Bu açıklamalar ışığında somut olay değerlendirildiğinde;
Silahlı terör örgütüne üye olan, yakalandıktan sonra yargılama aşamasında örgütte kaldığı süre ve konumu itibarıyla, örgütün yapısı ve faaliyetleri ile birtakım örgüt mensupları hakkında bilgi veren sanığın fiili statüsünü kabul ve beyan ile pişmanlığını ifade ettiğinde şüphe bulunmamakla, bu fiili durumlarına ilişkin hukuki vasıflandırılmaları kabul etmemesinin, anılan kurumun mahiyeti gereği uygulanmasına engel teşkil etmeyeceği de gözetilerek, belirlenen cezadan TCK’nın 221/4-2 nci cümlesi gereğince adalet ve hakkaniyete uygun oranda adil bir indirim yapılması gerekirken, yerinde olmayan gerekçe ile hüküm kurulmasında hukuki isabet bulunmadığından Yargıtay Cumhuriyet Başsavcılığının itirazının kabulüne karar verilmiştir.

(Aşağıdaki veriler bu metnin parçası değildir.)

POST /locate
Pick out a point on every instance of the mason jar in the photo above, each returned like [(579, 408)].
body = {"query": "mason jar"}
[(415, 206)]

IV-SONUÇ: Yukarıda açıklanan nedenlerle;
1-Yargıtay Cumhuriyet Başsavcılığının itirazının KABULÜNE,
2-Dairenin 12.10.2022 tarih, 2021/7331 Esas ve 2022/5999 sayılı onama kararının KALDIRILMASINA;
Bölge Adliye Mahkemesince verilen hüküm temyiz edilmekle, temyiz edenlerin sıfatı, başvuruların süresi, kararın niteliği ve temyiz sebeplerine göre dosya incelendi, gereği düşünüldü;
Temyiz taleplerinin reddi nedenleri bulunmadığından işin esasına geçildi,
Vicdani kanının oluştuğu duruşma sürecini yansıtan tutanaklar, belgeler ve gerekçe içeriğine göre yapılan incelemede;
Yargılama sürecindeki usuli işlemlerin kanuna uygun olarak yapıldığı, hükme esas alınan tüm delillerin hukuka uygun olarak elde edildiğinin belirlendiği, aşamalarda ileri sürülen iddia ve savunmaların temyiz denetimini sağlayacak biçimde eksiksiz olarak sergilendiği, temyiz dilekçesinde ileri sürülen esasa müessir olabilecek savunmaların özleri değiştirilmeksizin tartışıldığı, vicdani kanının kesin, tutarlı ve çelişmeyen verilere dayandırıldığı, eylemin doğru olarak nitelendirildiği ve kanunda öngörülen suç tipine uyduğu anlaşılmakla, incelenen hükümde hukuka aykırılık saptanmadığından sair temyiz sebeplerinin reddine, ancak;
Silahlı terör örgütüne üye olan, yakalandıktan sonra yargılama aşamasında örgütte kaldığı süre ve konumu itibarıyla, örgütün yapısı ve faaliyetleri ile birtakım örgüt mensupları hakkında bilgi veren sanığın fiili statüsünü kabul ve beyan ile pişmanlığını ifade ettiğinde şüphe bulunmamakla, bu fiili durumlarına ilişkin hukuki vasıflandırılmaları kabul etmemesinin, anılan kurumun mahiyeti gereği uygulanmasına engel teşkil etmeyeceği de gözetilerek, belirlenen cezadan TCK’nın 221/4-2 nci cümlesi gereğince adalet ve hakkaniyete uygun oranda adil bir indirim yapılması gerekirken, yerinde olmayan gerekçe ile hüküm kurulması,
Bozmayı gerektirmiş, sanık ve müdafiinin temyiz itirazları bu itibarla yerinde görülmüş olduğundan hükmün bu sebepten dolayı CMK’nın 302/2 nci maddesi uyarınca BOZULMASINA, sanığın tutuklulukta geçirdiği süre, atılı suçun niteliği, mevcut delil durumu ve bozma nedeni gözetilerek TUTUKLULUK HALİNİN DEVAMINA, 28.02.2019 tarihinde yürürlüğe giren 20.02.2019 tarih ve 7165 sayılı Kanun’un 8 inci maddesiyle değişik 5271 sayılı Kanun’un 304/2-a. maddesi uyarınca dosyanın İzmir 13. Ağır Ceza Mahkemesine, kararın bir örneğinin bilgi için İzmir Bölge Adliye Mahkemesi 2. Ceza Dairesine gönderilmek üzere Yargıtay Cumhuriyet Başsavcılığına TEVDİİNE
17.05.2023 tarihinde oy birliğiyle karar verildi.